David Maisel
[Photographer, b. 1961, New York, lives in San Francisco.]

 …pictures aren’t facts. There’s nothing factual about them. They’re mental space. That’s what abstraction is about, making a kind of psychological space. 
 I can’t let myself ever make pictures that are beautiful unless there’s some price that’s been paid. 
 I seek to reveal the landscape in something other than purely visual terms, the photograph transcribing it as an archetypal space of destruction and ruin that mirrors the darker corners of our consciousness. 
 Photography, for me, is a way to see the unseeable and to capture the unimaginable. 
 ...we no longer trust beauty as a serious means of investigation. But it can be... In fact, beauty can be incendiary; it can be subversive; it can make us cringe. The kind of beauty that interests me most is one that possesses an element of terror, an awful beauty—beauty not as salve, but as a weapon of sorts. 
 Today, I feel that photography has an unrealistic burden placed on it to solve things; to be true.

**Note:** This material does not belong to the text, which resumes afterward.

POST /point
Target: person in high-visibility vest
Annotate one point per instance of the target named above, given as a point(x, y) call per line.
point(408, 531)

But I think art can function on other levels besides that. 
 The limits of photography have always existed in a changing, fluid dynamic form. Cameras, lenses, papers, films, and, yes, digital technologies come and go. They are the current on which photography rides, but not the substance of what makes a photograph a worthy work of art. 
 I want the images to be troubling. You’re seduced by the incredible images and their strange unworldly beauty, and then you find out what they’re about and you’re betrayed. It parallels the ways we are seduced as a contemporary society into believing that how we live doesn’t matter.